Iris Carpenter and her jeep buddies set out for Fifth Corps headquarters at Eupen along a road of hairpin turns bordered by pines. There is no more beautiful country in the Ardennes, but they had more on their minds than scenery. At one point an armored car headed out in front of them. “Better stay close behind,” the driver said. “This road is lousy with parachutists.” At Eupen the general was curt. Where had they come from? By which road? They’d best get back to Spa while they still could, and they shouldn’t dawdle there either. First Army headquarters was pulling out.
Seven times on the return trip low-flying Luftwaffe obliged them to hit the ditch. As they approached Spa, they came upon bumper-to-bumper trucks loaded with supplies, including gas and ammunition from a huge Allied dump, all retreating westward. Their fellow correspondents were stripping the press camp, piling maps and personal belongings into trucks. “Keep my room,” Iris told the sobbing proprietress at the Portugal. “I’ll be back soon.” On the way out of town people waved them goodbye, and when they passed the schoolhouse, the children were lined up singing “The Star-Spangled Banner.”
On December 20, four days into the battle, Carson first reported that the enemy was shooting American prisoners. In an incident occurring near Saint-Vith, German troops ambushed a supply and medical convoy, disarmed an unspecified number of GIs, marched them into a field with their hands above their heads, and opened fire. She also reported a more extensive massacre said to have taken place o
n the second day of battle:
A field artillery battery, supply troops and medics, numbering about 150, were moving south on a road in the vicinity of Malmedy. At a fork in the road the convoy saw tanks at a short distance dotting the woods on either side of the road. As the tanks opened fire, the Americans leaped into ditches. An ambulance trailing the convoy was fired on. Two wounded enlisted men were dragged from it, loaded on a tank by the Nazis and taken off down the road.

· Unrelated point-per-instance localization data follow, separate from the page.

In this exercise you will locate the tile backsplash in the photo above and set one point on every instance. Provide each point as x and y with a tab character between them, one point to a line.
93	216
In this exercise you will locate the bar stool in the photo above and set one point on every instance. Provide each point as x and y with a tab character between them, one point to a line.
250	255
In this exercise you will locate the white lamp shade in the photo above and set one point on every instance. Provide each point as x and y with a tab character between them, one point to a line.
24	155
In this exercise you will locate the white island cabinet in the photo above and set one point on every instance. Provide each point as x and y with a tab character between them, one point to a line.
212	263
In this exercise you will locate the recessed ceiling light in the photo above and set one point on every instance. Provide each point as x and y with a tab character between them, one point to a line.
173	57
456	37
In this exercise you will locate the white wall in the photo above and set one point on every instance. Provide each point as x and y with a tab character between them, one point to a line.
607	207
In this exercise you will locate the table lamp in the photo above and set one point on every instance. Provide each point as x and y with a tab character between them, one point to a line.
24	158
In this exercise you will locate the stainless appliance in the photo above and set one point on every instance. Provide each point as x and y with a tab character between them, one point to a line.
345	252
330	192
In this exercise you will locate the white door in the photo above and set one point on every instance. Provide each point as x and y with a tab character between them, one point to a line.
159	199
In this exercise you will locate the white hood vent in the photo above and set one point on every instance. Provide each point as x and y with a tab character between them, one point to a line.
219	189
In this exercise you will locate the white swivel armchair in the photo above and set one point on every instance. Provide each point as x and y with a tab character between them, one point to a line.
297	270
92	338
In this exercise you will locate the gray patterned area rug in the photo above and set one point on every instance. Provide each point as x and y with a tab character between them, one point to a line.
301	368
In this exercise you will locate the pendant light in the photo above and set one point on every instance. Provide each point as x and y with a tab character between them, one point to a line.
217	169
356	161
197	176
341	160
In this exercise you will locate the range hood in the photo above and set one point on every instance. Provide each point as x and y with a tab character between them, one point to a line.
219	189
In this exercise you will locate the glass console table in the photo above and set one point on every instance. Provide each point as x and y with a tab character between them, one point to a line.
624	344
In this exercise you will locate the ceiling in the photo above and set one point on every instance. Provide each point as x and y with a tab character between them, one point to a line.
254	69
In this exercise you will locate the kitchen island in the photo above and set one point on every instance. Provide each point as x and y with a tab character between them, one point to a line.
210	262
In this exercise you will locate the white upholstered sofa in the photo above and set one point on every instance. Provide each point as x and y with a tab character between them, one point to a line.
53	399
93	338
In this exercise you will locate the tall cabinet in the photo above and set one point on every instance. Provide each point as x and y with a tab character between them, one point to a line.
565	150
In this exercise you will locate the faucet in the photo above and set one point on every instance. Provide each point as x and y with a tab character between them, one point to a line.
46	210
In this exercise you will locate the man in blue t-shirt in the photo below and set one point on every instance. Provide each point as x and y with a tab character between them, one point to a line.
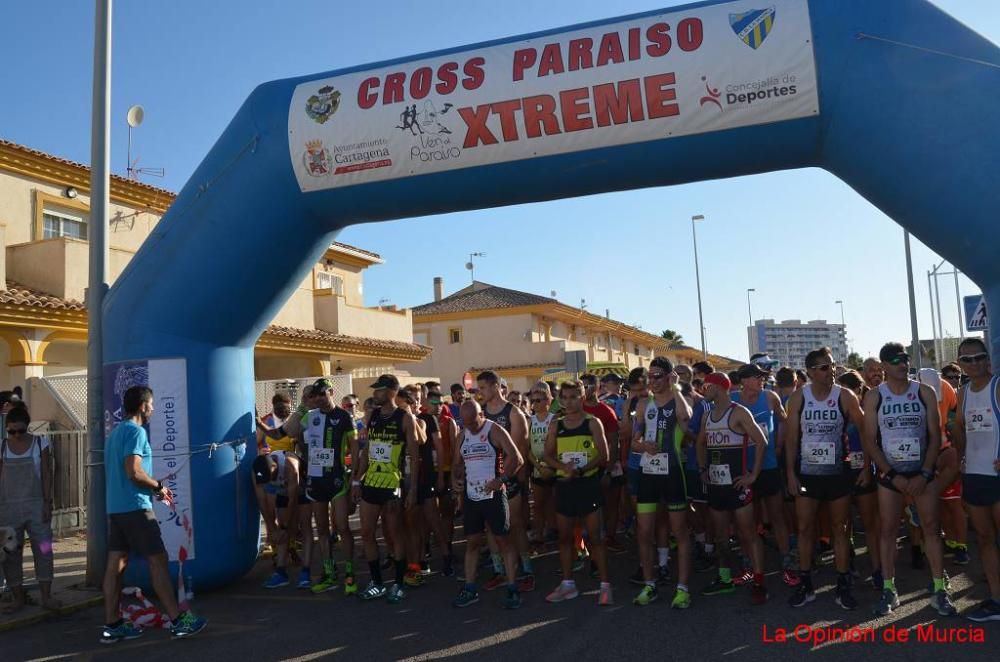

The others were rounded up, disarmed and robbed and then marched to a nearby clearing, lined up in ranks and searched again.... Then the killers in the tank, parked some 50 or 60 feet away, opened up. The wounded crumpled and others, pretending to be hit, fell with them. Machine-guns on the tanks continued to fire into the writhing mass. The Germans kicked their way through this bloody tangle and answered the cries of wounded for help with pistol shots.
Carson’s dispatch was an early, bare-bones account of what became known as the Malmedy Massacre. Later, when the site was recaptured, victims were tagged and photographed where they had fallen in the snow. Eighty-six Americans lay dead; four survived to tell the tale. The photographs would later be used as evidence at the Nuremberg trials in the prosecution of the German officer in charge.
During the first week of battle, the First Army press camp moved twice. From Spa it retreated to a chateau near Liege, but when this was shelled until no glass was left in a single window, they relocated to a hotel in Chaudfontaine only just abandoned by headquarters.